Luxury tax on buildings to be renamed as ‘additional tax’

The luxury tax and one-time tax are imposed on buildings based on their floor area. Photo: wissanu99/iStock

Thiruvananthapuram: The Kerala Cabinet has decided to rename the luxury tax imposed on buildings as ‘additional tax.’ The move is based on legal advice which said that the term ‘luxury tax’ violated the Central rules in this regard.

The luxury tax and one-time tax are imposed on buildings based on their floor area. All buildings having an area of over 3,000 square feet (278.7 square metres) will be charged an additional (luxury) tax from Rs 5,000 to 12,500 in four slabs, as earlier.

Meanwhile, the building tax imposed by the Revenue Department would be based on the plinth area according to the plans approved by the local bodies. Revenue officials will no longer visit buildings and take measurements as assessing authorities to decide tax. This would avoid delay in tax assessment as the building details could be collected from the local bodies itself.

The Cabinet decided to bring these amendments in the Kerala Building Tax Act, 1973 considering the situation where the government was losing huge tax revenue as thousands of domestic and commercial buildings remain without being assessed for property tax in the state.

Tax on flats
Ownership will be the criterion for assessment of building tax of flats/apartments. The amendment is proposed as the current method has been causing much confusion.

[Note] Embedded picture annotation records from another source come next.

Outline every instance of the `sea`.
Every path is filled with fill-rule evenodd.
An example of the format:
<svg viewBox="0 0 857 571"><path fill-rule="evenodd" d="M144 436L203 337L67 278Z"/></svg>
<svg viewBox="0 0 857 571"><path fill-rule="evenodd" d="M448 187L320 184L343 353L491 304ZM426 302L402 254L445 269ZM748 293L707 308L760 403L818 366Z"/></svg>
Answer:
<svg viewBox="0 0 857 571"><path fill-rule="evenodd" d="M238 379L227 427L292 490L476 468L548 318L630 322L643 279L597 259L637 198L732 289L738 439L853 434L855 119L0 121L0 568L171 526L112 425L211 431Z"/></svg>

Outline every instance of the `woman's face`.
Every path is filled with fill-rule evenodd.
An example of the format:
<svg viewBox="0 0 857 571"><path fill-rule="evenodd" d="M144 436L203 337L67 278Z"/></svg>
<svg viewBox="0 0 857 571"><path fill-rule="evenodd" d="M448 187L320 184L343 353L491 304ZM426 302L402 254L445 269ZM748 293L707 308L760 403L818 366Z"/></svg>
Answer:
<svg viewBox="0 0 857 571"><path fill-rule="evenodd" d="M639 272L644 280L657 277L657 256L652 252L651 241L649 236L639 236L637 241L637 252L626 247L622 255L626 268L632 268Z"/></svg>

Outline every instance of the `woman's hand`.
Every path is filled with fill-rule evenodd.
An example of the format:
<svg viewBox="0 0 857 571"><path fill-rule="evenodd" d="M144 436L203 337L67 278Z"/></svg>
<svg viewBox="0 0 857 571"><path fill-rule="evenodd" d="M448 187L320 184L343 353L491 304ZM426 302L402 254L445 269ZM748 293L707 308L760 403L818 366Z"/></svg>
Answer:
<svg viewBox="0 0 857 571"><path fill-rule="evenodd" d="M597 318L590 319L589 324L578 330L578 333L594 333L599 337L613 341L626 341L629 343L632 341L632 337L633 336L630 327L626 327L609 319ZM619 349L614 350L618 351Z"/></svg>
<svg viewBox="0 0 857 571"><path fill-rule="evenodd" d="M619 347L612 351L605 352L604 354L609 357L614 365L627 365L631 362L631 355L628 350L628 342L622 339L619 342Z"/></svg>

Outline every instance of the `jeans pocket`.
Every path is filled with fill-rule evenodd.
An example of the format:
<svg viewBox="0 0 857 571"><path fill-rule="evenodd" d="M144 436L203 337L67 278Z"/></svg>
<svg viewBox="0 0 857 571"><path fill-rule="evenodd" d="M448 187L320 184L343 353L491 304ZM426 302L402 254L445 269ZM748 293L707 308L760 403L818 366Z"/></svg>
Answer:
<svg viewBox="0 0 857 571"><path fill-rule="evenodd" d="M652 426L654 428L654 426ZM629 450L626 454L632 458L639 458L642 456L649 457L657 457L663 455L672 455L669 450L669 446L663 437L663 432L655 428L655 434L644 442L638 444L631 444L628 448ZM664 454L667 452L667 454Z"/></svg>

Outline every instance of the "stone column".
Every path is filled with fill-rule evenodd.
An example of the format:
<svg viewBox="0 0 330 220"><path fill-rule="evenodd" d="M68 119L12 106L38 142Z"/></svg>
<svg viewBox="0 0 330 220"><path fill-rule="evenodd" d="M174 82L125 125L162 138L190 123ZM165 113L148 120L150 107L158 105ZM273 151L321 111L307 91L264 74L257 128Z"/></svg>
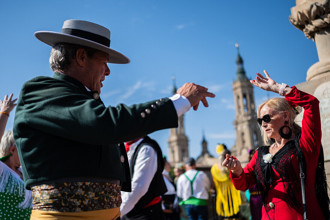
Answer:
<svg viewBox="0 0 330 220"><path fill-rule="evenodd" d="M322 142L330 185L330 0L296 0L296 3L289 20L315 41L319 61L307 71L306 81L296 86L320 101ZM302 114L298 116L297 121L301 123Z"/></svg>

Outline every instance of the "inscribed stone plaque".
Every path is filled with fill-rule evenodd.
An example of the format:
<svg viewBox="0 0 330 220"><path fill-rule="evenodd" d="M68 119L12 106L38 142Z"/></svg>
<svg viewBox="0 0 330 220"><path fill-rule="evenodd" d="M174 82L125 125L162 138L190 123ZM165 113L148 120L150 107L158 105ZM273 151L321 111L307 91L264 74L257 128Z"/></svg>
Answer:
<svg viewBox="0 0 330 220"><path fill-rule="evenodd" d="M324 160L330 160L330 82L322 83L315 90L314 96L320 101L322 131L322 146Z"/></svg>

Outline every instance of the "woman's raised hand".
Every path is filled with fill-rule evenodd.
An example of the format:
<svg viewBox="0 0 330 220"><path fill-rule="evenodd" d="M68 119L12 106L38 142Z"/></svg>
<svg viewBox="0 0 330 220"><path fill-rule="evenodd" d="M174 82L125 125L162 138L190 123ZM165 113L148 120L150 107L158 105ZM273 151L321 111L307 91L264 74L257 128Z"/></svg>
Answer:
<svg viewBox="0 0 330 220"><path fill-rule="evenodd" d="M228 154L226 154L226 159L222 162L222 165L228 170L231 170L231 172L236 175L239 176L243 172L243 168L240 161L233 156L230 156Z"/></svg>
<svg viewBox="0 0 330 220"><path fill-rule="evenodd" d="M13 93L12 93L8 97L6 95L5 96L3 101L0 100L0 111L4 111L8 114L12 111L14 107L16 106L16 104L14 104L17 99L15 99L12 101L13 98Z"/></svg>
<svg viewBox="0 0 330 220"><path fill-rule="evenodd" d="M264 90L278 93L279 84L270 77L269 75L265 70L264 70L264 72L266 76L266 77L257 72L256 79L250 80L250 82Z"/></svg>

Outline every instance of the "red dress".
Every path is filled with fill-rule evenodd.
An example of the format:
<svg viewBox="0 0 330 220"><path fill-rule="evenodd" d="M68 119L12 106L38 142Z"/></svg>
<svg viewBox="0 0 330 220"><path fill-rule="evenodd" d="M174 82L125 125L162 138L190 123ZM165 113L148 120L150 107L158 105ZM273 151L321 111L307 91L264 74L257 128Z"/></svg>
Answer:
<svg viewBox="0 0 330 220"><path fill-rule="evenodd" d="M318 204L315 194L314 185L315 171L317 165L321 145L321 119L319 108L319 102L312 95L297 89L295 86L285 95L285 98L290 104L295 104L304 108L304 112L302 121L301 136L299 144L306 159L307 174L305 185L307 216L309 220L325 220ZM240 176L235 176L230 172L230 177L234 186L239 190L246 191L255 184L254 168L258 155L257 151L250 162L243 168ZM291 156L293 168L300 182L299 165L296 160ZM269 209L268 215L271 219L301 220L304 219L302 205L299 208L290 207L285 198L283 180L273 168L273 175L271 184L266 196L266 208ZM300 183L298 183L301 187ZM300 188L301 189L301 188ZM297 191L296 198L302 203L301 190ZM270 208L269 203L272 202L275 205ZM263 220L269 219L265 207L263 206Z"/></svg>

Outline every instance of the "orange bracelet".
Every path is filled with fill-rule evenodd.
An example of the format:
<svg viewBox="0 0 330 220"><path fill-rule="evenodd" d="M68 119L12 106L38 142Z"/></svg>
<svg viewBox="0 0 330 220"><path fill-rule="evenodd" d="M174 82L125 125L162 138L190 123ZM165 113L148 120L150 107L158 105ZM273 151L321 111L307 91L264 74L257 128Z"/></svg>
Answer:
<svg viewBox="0 0 330 220"><path fill-rule="evenodd" d="M0 114L1 114L1 113L2 113L3 114L6 114L6 115L8 115L8 117L9 116L9 113L8 113L8 112L6 112L5 111L1 111L1 112L0 112Z"/></svg>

If different flats in an apartment complex are owned by a single person, the tax will be decided separately. However, if these flats are connected, the tax will be assessed together. This would increase the plinth area, inviting additional tax.

Revision
Under existing rules, the Collector has no powers for revision more than three months after the assessing authority decides the tax for a building. An amendment is now proposed to extend this period to one year.

Penalty
A person providing wrong information on his building could be found guilty under Section 177 of the Indian Penal Code, as per the current law. This provision will be abolished under the proposed amendment and, instead, a fine of 50-percent of the actual tax amount will be imposed. Under the old law, the maximum fine was Rs 1,000, which would go up after the amendment.